La torre di Tanabrus

Did you miss me?

Cold Wars


Fugitives, episodio 3.

Altro episodio intimista, incentrato ancora una volta su un personaggio quantomeno ambiguo.
Se nello scorso episodio la star era Sylar, in questo i riflettori sono tutti per Noah Bennet.

Lo avevamo lasciato drogato e nelle mani dei tre fuggitivi Matt, Mohinder e Peter.
Lo ritroviamo in loro compagnia, sedato e legato. I tre vogliono delle risposte, vogliono capire chi ci sia di preciso dietro tutta questa operazione, perchè lo facciano, come lo facciano.
E Noah è l’unica persona che conoscono che può fornirgli queste risposte. A parte Nathan, ma lui è abbastanza irraggiungibile.

Matt comincia così a scavare nei ricordi di Noah, e tramite dei flashback vediamo come Noah è arrivato a lavorare con Nathan a questo progetto.
La chiusura della Primatech e il ritrovarsi “pensionato”, l’arrivo di Nathan e la sua richiesta in cambio della sicurezza di Claire, la decisione di tornare in pista non sopportando l’inattività forzata.
Si vede un Noah ormai fuori luogo a casa, un Noah che aveva sempre vissuto per il suo lavoro. Ma quando decide di tornare in azione col governo, l’inflessibile e duro Noah viene dipinto da Danko come un debole, diviso tra lavoro e famiglia. Mentre lui è tutto d’un pezzo, vive per il lavoro e non ha altro all’infuori di questo.
E in mezzo a queste rivelazioni, la scoperta che Mohinder era stato avvertito di tutto ciò da Noah, che ne aveva chiesto l’aiuto. Ma lo scienziato non gli aveva creduto, e temendo di non essere creduto a sua volta non lo aveva detto a nessuno.
Mohinder roso dai sensi di colpa. Per ciò che aveva fatto nel terzo volume spinto dai poteri, per ciò che ha involontariamente fatto tacendo sul suo incontro con Noah.
Alla fine si redimerà coraggiosamente dimostrandosi nuovamente la persona generosa e buona che abbiamo conosciuto agli inizi della serie… purtroppo per lui anche Nathan sa di queste sue qualità, e non esiterà a farvi leva biecamente.

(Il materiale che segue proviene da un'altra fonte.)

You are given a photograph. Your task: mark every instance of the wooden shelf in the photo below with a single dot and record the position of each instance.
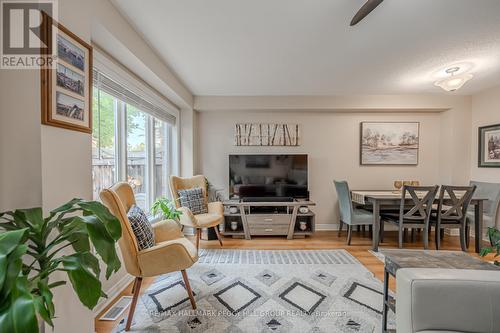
(282, 220)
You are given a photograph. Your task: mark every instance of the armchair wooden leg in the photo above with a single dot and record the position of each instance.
(198, 236)
(137, 289)
(216, 228)
(349, 234)
(188, 288)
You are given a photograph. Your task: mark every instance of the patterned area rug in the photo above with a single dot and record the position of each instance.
(265, 291)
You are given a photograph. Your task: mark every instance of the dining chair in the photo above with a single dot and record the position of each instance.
(491, 207)
(451, 212)
(171, 252)
(417, 214)
(211, 219)
(348, 214)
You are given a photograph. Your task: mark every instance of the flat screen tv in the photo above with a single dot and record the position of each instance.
(268, 177)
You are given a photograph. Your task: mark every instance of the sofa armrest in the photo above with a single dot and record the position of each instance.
(166, 257)
(187, 217)
(447, 300)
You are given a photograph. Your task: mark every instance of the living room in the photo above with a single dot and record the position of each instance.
(248, 134)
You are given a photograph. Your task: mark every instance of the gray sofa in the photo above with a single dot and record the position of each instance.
(447, 301)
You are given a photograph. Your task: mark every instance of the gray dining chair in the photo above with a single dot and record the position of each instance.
(491, 208)
(451, 212)
(350, 215)
(416, 215)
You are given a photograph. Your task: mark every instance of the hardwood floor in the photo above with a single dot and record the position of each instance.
(361, 243)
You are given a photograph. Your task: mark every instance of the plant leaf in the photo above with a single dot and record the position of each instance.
(87, 286)
(110, 222)
(18, 315)
(103, 243)
(11, 252)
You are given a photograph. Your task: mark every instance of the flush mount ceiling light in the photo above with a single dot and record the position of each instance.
(454, 81)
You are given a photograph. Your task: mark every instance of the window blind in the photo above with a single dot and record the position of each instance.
(119, 91)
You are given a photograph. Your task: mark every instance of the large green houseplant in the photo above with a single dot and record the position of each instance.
(494, 235)
(166, 208)
(33, 248)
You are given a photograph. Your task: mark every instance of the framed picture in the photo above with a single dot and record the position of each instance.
(66, 86)
(489, 146)
(266, 134)
(389, 143)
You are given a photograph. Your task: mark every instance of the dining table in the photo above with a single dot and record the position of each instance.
(387, 199)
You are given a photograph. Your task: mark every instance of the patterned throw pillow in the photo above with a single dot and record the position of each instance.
(194, 200)
(141, 227)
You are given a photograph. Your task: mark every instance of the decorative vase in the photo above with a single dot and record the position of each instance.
(303, 210)
(234, 225)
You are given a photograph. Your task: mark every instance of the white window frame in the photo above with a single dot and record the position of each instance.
(116, 72)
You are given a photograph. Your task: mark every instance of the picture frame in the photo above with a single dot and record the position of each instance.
(267, 134)
(489, 146)
(66, 86)
(389, 143)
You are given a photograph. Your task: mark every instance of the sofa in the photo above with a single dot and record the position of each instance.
(447, 301)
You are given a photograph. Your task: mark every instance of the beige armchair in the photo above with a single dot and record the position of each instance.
(212, 219)
(172, 252)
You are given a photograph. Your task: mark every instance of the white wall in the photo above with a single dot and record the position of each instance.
(485, 111)
(47, 166)
(331, 139)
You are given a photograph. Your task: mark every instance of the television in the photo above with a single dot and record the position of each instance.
(279, 178)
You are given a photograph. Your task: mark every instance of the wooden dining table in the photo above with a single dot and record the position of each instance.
(378, 200)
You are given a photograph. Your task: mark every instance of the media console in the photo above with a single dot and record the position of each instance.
(243, 219)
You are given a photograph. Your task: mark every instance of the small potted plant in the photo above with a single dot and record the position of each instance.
(494, 235)
(34, 247)
(166, 208)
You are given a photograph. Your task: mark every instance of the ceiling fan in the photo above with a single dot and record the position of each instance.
(365, 10)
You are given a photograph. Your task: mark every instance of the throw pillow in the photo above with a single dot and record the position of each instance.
(141, 227)
(193, 199)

Peter invece segue gli indizi che Matt estrae dalla mente di Noah.
Trova il deposito di Bennet e si rifornisce di armi, per poi andare direttamente alla ricerca del capo dell’intera operazione, Danko, per sistemarlo.
E probabilmente sarebbe stato pronto a farlo, se l’uomo avesse reagito aggressivamente. Ma il soldato si dimostra un avversario formidabile. Conosce Peter, e agisce in modo da rendergli impossibile sparare.
Il fatto stesso comunque che Peter fosse pronto a farlo è un sintomo di come i tempi sono ormai cambiati.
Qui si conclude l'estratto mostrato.